Barcode particles have shown a demonstrated value in encoding information about their specific compositions and enabling simple identification for multiplexed high-throughput bioassays.1–7 Many encoding mechanisms have been developed to generate high-throughput and functional barcode particles,8–11 among which fluorescence of organic dyes and QDs is a common mechanism as identification codes.12–14 Compared with the traditional organic dyes, QDs exhibit numerous advantages including high quantum yields, broad absorption spectra coupled to narrow size-dependent emissions, exceptional resistance to photobleaching and size-tunable emission, owing to quantum confinement effects.15–17 QD-barcode particles are in demand due to their water-solubility, nontoxicity and multivariate analysis for biomedical applications. Capsulated by silica, polymers or hydrogels,18,19 QD-barcode particles could realize the above features and prevent the dispersed status from assembling. However, most of the present QD encapsulation processes are complicated and less controllable.20–22 In addition, the resultant QD-barcode particles are with debatable encoding stability due to the leaking of QD elements when the particles are exposed to solutions for a long time. Thus, a rapid and simple way to generate novel and stable QD-barcode particles is still anticipated.

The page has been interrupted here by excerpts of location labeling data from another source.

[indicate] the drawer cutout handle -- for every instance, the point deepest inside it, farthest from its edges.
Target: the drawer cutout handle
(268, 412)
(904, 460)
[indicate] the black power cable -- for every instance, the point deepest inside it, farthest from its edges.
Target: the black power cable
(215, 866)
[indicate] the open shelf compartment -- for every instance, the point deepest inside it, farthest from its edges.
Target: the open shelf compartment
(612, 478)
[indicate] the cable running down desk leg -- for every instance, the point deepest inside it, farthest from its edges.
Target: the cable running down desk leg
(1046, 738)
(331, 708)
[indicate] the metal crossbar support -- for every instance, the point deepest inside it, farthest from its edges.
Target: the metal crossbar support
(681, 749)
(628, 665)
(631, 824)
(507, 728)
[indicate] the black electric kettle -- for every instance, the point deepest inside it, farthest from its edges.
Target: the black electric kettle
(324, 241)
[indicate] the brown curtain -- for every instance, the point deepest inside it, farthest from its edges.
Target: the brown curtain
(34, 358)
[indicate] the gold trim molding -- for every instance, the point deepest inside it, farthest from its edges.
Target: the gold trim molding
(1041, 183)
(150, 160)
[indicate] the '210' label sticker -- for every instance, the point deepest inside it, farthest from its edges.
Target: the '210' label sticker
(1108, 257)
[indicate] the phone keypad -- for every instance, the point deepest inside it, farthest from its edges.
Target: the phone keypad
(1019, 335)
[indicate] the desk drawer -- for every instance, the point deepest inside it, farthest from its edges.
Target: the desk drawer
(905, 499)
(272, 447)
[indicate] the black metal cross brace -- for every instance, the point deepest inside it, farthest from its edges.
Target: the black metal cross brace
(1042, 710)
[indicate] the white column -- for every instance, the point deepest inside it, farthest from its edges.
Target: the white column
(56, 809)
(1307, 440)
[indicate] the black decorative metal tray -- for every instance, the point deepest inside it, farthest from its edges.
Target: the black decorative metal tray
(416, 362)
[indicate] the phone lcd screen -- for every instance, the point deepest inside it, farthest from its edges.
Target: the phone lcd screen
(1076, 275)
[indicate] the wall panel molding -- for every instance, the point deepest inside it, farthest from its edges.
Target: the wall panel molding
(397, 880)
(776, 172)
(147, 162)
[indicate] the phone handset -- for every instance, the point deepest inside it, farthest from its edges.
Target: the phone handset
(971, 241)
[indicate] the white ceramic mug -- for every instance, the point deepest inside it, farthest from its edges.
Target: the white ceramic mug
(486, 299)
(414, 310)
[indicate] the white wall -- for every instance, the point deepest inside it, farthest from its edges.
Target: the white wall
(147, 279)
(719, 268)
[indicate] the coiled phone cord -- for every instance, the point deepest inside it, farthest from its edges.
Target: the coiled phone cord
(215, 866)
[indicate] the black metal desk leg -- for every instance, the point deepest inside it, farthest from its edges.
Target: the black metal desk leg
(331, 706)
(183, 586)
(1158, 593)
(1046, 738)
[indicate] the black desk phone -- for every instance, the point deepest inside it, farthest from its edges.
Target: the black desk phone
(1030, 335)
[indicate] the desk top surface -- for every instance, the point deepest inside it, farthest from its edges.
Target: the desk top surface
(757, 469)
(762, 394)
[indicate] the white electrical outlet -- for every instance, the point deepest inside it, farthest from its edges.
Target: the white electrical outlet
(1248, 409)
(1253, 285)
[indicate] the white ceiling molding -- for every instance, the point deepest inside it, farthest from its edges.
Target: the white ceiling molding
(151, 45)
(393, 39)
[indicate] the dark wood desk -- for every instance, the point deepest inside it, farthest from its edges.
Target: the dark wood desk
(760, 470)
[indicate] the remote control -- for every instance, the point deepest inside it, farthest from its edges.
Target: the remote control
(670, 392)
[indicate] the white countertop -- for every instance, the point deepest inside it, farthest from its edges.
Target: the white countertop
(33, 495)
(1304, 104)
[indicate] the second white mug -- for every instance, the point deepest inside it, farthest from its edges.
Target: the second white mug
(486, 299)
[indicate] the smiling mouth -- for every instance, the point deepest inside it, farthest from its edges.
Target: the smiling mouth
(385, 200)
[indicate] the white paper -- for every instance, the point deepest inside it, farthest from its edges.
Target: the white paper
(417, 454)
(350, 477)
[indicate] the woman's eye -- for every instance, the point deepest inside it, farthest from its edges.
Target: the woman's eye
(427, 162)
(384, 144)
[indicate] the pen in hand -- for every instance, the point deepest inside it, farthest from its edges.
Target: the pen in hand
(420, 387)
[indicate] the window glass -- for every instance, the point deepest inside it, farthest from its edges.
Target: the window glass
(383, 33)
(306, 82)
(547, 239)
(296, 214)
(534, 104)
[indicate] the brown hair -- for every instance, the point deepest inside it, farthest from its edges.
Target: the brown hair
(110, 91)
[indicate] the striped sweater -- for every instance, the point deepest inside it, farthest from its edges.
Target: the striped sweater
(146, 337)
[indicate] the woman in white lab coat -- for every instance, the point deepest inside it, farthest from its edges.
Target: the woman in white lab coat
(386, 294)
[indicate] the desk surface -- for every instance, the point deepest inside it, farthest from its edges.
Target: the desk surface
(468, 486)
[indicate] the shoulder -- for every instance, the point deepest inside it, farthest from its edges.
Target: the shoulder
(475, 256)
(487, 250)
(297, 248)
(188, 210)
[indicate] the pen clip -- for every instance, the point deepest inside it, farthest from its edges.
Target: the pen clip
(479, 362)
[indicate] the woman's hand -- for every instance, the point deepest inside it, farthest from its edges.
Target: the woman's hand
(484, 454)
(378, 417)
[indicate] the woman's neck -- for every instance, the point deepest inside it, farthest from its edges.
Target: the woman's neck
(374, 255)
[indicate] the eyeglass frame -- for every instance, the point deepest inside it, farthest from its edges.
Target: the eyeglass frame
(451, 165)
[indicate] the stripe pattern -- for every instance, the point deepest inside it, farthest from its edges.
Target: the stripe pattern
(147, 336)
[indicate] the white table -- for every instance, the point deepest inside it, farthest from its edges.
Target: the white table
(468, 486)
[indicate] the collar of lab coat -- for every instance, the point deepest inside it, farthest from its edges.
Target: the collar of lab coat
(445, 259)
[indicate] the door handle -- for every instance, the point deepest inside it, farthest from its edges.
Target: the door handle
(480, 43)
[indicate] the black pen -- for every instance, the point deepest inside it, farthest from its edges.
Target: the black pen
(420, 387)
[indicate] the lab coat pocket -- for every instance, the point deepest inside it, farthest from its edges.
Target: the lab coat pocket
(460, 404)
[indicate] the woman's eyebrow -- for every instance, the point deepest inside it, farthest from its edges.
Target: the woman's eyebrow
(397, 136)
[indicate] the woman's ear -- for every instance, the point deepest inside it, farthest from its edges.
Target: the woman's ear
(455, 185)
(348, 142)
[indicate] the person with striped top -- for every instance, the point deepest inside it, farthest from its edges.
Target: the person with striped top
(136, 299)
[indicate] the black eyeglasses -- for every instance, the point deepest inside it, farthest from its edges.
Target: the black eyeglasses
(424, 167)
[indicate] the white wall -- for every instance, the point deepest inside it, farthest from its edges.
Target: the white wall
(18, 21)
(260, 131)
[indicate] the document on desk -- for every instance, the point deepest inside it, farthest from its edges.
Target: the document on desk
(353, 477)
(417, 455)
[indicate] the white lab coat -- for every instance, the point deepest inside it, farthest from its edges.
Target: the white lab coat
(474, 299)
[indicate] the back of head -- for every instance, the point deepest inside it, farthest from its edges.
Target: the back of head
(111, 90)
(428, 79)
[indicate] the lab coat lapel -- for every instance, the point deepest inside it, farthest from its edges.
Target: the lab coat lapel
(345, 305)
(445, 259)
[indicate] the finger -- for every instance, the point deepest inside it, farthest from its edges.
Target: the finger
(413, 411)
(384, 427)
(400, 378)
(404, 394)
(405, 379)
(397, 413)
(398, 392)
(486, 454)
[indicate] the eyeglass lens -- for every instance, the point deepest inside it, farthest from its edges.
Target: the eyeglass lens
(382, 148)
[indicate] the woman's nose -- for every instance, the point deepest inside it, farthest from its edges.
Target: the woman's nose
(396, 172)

In this paper, we proposed a simple microfluidic approach to generate QD-barcode particles with the desired features. The microfluidic technique offers a versatile platform for the generation of nano- or microsized particles.23–27 The droplet templates are generated and manipulated through immiscible flows inside microchannels in a highly controllable and reproducible manner, and particles can be synthesized by rapid polymerization.28–31 Thus, their production efficiency, which means the generation throughput of particles, and the particle monodispersity are much higher than those of conventional emulsification methods.32–34 In addition, double or multiple emulsion droplets can be generated on demand by implementing multilevel emulsification, through which particles with cores are available.35–37 These microfluidic methodologies have been successfully utilized to generate QD-barcode particles based on single or double emulsion templates.38 However, the recently developed microfluidic QD-barcode particles were composed of a simple hydrogel component or with a hydrogel shell surrounding, both of which were still suffering from QD leakage during their storage.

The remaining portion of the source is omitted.